I am the Walrus

It’s about as cold as it should be, for a December, the air is type of crisp that invites you to snap off a wafer of afternoon to keep and savour later. Exposed chimneys scar the sides of buildings and ascend past mansard roofs and fired clay flues which casually puff smoke like a man who doesn’t really want a cigarette but lights one anyway. I take a left onto Dunkerque, an angular street marching towards the heart of Montmartre. Gare du Nord is probably the filthiest part of the city. Men with confused hair do laps of the blocks asking people for cigarettes and coins. Mobile phone shops stay open suspiciously late. The streets are flooded and swept every morning so the accumulated sin and shit ends up kilometers away. But even here it’s intimidatingly beautiful — even a sad looking dog shit sandwiched and smushed in two by a pram reflects a rainbow.

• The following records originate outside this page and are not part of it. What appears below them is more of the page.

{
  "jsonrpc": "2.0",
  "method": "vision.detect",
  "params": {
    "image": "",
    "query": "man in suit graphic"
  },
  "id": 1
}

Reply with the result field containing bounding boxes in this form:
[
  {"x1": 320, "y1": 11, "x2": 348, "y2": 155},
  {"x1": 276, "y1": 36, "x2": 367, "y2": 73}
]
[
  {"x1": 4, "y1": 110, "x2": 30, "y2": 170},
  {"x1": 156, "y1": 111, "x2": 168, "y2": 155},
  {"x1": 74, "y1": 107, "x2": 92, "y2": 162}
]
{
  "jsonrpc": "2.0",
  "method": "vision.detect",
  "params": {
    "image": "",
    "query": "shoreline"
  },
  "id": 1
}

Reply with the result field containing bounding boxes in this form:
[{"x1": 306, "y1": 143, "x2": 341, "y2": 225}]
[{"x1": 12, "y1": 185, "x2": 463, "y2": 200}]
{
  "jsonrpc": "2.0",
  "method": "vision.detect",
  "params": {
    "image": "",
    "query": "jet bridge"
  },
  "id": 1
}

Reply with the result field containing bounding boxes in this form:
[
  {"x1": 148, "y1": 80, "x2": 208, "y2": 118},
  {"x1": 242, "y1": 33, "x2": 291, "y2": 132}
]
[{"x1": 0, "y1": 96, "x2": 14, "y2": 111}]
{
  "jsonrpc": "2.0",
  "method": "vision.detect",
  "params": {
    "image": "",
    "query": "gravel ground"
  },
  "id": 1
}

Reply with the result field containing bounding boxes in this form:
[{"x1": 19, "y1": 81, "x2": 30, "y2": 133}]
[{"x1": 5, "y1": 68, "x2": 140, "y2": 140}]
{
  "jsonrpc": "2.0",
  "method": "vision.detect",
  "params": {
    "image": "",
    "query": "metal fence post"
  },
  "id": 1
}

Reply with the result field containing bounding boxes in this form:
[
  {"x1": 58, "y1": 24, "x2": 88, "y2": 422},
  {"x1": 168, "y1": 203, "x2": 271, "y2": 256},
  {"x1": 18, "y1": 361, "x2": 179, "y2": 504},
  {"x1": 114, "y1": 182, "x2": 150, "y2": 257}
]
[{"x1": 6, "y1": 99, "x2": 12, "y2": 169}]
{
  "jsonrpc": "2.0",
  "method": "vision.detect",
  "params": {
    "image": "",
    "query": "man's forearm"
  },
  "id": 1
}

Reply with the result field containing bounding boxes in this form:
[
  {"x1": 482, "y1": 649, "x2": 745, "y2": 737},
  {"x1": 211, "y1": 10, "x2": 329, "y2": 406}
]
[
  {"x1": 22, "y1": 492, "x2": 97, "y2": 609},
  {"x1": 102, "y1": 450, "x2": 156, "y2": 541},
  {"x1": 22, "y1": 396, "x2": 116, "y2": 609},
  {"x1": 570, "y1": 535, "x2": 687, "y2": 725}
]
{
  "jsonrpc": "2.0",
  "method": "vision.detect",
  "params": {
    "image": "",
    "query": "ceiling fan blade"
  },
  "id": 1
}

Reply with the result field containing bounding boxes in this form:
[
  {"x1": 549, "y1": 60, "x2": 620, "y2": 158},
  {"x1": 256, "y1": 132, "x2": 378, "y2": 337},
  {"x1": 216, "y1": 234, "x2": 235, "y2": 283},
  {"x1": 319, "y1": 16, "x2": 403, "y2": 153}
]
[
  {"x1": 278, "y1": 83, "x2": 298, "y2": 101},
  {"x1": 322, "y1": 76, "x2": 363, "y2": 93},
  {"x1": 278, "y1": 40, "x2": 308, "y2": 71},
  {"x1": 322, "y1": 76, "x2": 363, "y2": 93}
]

Walrus is a big rectangle house of grog, music and laughter. A tall journalist interviews two bright eyed American cubs hiding behind their hair. A man in a piebald coat and a woman with a foreign hairstyle wax lyrical in Spanish. The way they speak, the way their sentences caper into each other and how they laugh (there’s always a laugh), the whole scene serves as a shining example to friends around the world. A youth flicks through a wall of records wanting everything but looking for nothing. I take a seat at one of my regular positions, a table with a short leg which needs a folded coaster to stay level. It’s funny how if you go to a place regularly enough, being creatures of habit and all, you’ll only end up sitting in like maximum two places. These spots are usually decided on the first and second visit.